Operation Wolf has been created in response to a significant rise in reports of theft in the district in recent weeks, specifically near the borders. During the 28-day period, 24 October to 20 November, there were 108 incidents in the Test Valley North and South reported to police. They include:
- 52 burglaries from outbuildings like sheds and garages.
- 34 thefts from motor vehicles, many of these were targeting tools.
- 12 burglaries from homes.
- 10 thefts of motor vehicles.
Operations are taking place across the area to tackle the thieves in these winter months and neighbourhood officers are delivering crime prevention messages to residents to help them keep their property and vehicles secure.
As part of Operation Wolf, the Safer Neighbourhoods Team will:
- Increase patrols in the area.
- Investigate trends to identify hotspot areas.
- Work with youth clubs and colleges to engage with teenagers in the local area.
- Provide crime prevention leaflets to residents in the local area.
- Work with local retailers to identify stolen items.
- Reinforce use of stop and search powers in the area.
- Highlight measures like CCTV, etc, in hotspot areas.
Sergeant Russell Hodges said:
“Operation Wolf will provide reassurance to residents across the Test Valley district that we have a plan to combat rural acquisitive crime.
“We do not believe that all the incidents are linked and that they are likely to have been carried out by a small number of individuals all working separately.
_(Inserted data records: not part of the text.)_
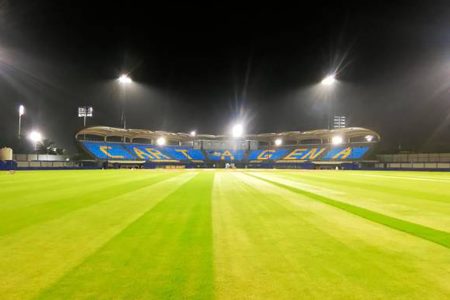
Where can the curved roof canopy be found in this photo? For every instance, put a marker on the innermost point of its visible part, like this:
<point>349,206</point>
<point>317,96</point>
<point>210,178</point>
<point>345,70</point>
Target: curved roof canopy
<point>349,132</point>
We are working hard to prevent and disrupt further crimes through pro-active patrols, the use of intelligence and extra targeted patrols.
“Being the victim of a burglary is extremely distressing and while we’ve worked hard to get offenders off the streets we can’t be complacent. These people bring misery to their own communities and by working together we can continue to make sure our communities are safe places to live. But the public are eyes and ears and information from them can make all the difference.
“Education and providing crime prevention advice is key to tackling this problem quickly, and by increasing patrols in the area I’m confident that this operation will be successful.”
Police are reminding residents to report suspicious activity to police as a crackdown on rural crime across the district. Any suspicious vehicles in neighbourhoods or activity in people’s gardens or property during the day or night should be reported straight away.
The Safer Neighbourhoods team also has the following advice for residents:
- Secure more expensive items (e.g. mowers, bikes) to an anchor point within your shed or garage.
- Mark all items with postcode and record serial numbers. e.g. UV pens or forensic marking kits. Register the details for free on www.immobilise.com
- Ensure garden fences are in good repair between neighbours to prevent unlawful access.
- When leaving your car, close all windows and lock your vehicle.
- Don't leave anything on display in your car.
- Remove sat nav holders and visible sat nav ring marks from windscreens
It's also vital residents report anything suspicious to police straight away so they can investigate. Police can be called on 101, or to report a crime ongoing dial 999.